Hey all, looking for some help diagnosing a brisket that went sideways. This was my first cook on a new Traeger Woodridge Pro (with trailer). I’ve cooked briskets before on wood-burning smokers, but this one was a big miss.

What I did:
• Store-bought trimmed brisket (didn’t trim it myself), salt & pepper only
• Started cook around 10:40 PM
• Ran 225°F with Super Smoke
• Used a water pan (always used one on offsets, thought it would help here)
• Wrapped in butcher paper around 185–188°F (overslept a bit after the stall — should’ve wrapped sooner)
• Bumped pit temp to 250°F
• Pulled around 6–6:30 AM at 202°F internal
• Vented 2–3 minutes, then wrapped in foil and rested ~1–1.5 hours until it reached ~145°F, then sliced

Result:
The entire brisket — flat and point — was very tough. Not dry, just tight and chewy.

by Nilknarf23

11 Comments

  1. DerisiveGibe

    We need a pre cooked photo to see if the store over trimmed the brisket.

    My guess it’s due to an over trimmed choice brisket, aka no fat left

  2. active_snail

    There doesn’t look like a lot of fat on top of it, and very little rendered down inside it from what i can see (i may be wrong as only this angle to work with). Was it decent quality beef?

  3. Springdael

    Sounds undercooked. I dont pull off temp but rather when I get no resistance probing the meat. Some briskets just need to be cooked longer

  4. petergarcia82

    I would suggest to triple check the probe calibration.

    Also temps are guidelines along with color. Maybe you need to take to 203, 204 etc. just use a probe to check tenderness

  5. Soggy-Ad-8017

    There’s only one answer to a tough brisket – undercooked.

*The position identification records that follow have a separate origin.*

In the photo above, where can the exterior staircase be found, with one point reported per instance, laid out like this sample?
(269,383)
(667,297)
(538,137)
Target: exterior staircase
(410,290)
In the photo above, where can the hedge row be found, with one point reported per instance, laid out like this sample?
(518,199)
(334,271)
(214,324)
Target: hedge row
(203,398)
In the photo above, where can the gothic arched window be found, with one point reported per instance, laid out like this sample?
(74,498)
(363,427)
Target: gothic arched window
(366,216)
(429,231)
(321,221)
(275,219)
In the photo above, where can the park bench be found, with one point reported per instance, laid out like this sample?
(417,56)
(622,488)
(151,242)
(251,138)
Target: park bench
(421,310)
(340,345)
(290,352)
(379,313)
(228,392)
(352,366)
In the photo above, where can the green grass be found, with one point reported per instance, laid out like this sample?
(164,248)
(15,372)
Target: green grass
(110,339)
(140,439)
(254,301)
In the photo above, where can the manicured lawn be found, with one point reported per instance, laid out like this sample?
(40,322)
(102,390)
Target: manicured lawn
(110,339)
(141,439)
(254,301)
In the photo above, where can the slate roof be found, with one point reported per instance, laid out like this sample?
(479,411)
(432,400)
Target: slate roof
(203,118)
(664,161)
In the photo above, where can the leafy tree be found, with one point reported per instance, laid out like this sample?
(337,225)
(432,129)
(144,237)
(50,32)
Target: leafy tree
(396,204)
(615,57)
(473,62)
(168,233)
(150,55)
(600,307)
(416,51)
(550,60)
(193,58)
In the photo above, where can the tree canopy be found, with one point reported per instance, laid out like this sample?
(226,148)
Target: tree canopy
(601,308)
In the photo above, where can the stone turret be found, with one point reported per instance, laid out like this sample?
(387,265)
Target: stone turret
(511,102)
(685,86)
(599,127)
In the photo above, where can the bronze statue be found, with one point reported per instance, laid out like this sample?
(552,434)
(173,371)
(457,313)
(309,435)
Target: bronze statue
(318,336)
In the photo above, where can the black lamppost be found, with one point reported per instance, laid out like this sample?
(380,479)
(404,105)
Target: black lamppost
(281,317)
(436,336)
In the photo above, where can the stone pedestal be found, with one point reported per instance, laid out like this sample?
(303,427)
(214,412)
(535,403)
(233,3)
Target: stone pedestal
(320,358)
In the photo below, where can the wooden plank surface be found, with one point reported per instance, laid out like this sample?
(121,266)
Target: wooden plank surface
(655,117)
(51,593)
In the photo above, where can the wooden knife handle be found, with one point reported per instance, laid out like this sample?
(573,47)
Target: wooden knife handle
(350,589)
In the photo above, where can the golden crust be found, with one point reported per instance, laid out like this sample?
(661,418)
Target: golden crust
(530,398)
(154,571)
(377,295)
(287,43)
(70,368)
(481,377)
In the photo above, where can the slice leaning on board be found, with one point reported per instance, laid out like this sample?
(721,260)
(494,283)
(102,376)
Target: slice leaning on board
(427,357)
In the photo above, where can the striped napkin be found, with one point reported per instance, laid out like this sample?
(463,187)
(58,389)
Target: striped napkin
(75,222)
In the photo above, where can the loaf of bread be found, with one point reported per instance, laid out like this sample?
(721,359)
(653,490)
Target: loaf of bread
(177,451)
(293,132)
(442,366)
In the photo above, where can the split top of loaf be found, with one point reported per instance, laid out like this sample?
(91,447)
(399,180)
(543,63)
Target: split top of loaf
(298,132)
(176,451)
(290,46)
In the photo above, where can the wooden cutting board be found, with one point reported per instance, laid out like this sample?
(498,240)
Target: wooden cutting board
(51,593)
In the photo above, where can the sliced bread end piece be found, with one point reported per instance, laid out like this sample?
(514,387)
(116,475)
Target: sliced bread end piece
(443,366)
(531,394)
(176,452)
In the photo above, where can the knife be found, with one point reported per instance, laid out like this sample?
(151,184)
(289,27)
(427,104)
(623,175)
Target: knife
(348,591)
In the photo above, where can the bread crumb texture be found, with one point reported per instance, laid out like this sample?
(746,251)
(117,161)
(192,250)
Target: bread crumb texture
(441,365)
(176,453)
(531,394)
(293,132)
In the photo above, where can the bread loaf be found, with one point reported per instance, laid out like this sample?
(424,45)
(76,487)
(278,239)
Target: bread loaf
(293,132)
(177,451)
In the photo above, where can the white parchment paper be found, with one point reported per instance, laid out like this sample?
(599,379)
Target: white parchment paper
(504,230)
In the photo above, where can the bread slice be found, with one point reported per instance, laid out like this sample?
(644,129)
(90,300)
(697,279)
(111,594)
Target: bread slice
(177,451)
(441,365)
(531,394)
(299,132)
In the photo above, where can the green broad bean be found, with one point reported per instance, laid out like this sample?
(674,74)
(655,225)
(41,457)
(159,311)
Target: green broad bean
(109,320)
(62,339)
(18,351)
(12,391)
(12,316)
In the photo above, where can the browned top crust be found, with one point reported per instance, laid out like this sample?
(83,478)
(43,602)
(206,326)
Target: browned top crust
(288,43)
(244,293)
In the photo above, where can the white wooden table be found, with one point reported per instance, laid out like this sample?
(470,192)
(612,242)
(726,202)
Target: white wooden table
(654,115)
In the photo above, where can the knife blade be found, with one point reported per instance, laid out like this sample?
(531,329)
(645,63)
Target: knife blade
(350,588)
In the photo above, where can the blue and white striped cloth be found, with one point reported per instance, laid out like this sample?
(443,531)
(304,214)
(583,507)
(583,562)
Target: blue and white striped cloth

Dry brisket is not the same as tough brisket. Fat content, trimming and fat cap have nothing to do with it. You needed to cook it longer.

  6. OddCockpitSpacer

    Sounds slightly under cooked if it was still plenty moist.
    Also, sometimes resting down to 145 too fast can do this. Maybe plan on twice as long rest next time wrapped in a couple towels to slow it down?

  7. HereIAmSendMe68

    It looks very dry. My bet is over trimmed and not a great piece of meat to start with.

  8. Your late wrap is NOT the problem. Wrapping is entirely optional. I do the foil boat, which is only a half wrap.

    It turned our chewy because it wasn’t done cooking. You dont pull it off based on temperature. It can be a guide, sure… but you dont pull it off until you probe it and it easily slides in line a warm probe through butter.

  9. was it probe tender? Some briskets are done at 195F and some are done at 210F.

    How large was the brisket. 8 hours start to finish seems really fast.

    What was the quality of the meat. Did the point have nice prominent marbling. Was there a quarter-inch of fat on top of the point when you bought it?

  10. Shootloadshootload

    I would guess without know anything about the way and time it was cooked
    It should of been wrapped in foil for a few hrs to make it tender on the pit

  11. Shurloc65

    What was the internal temp when you took it off?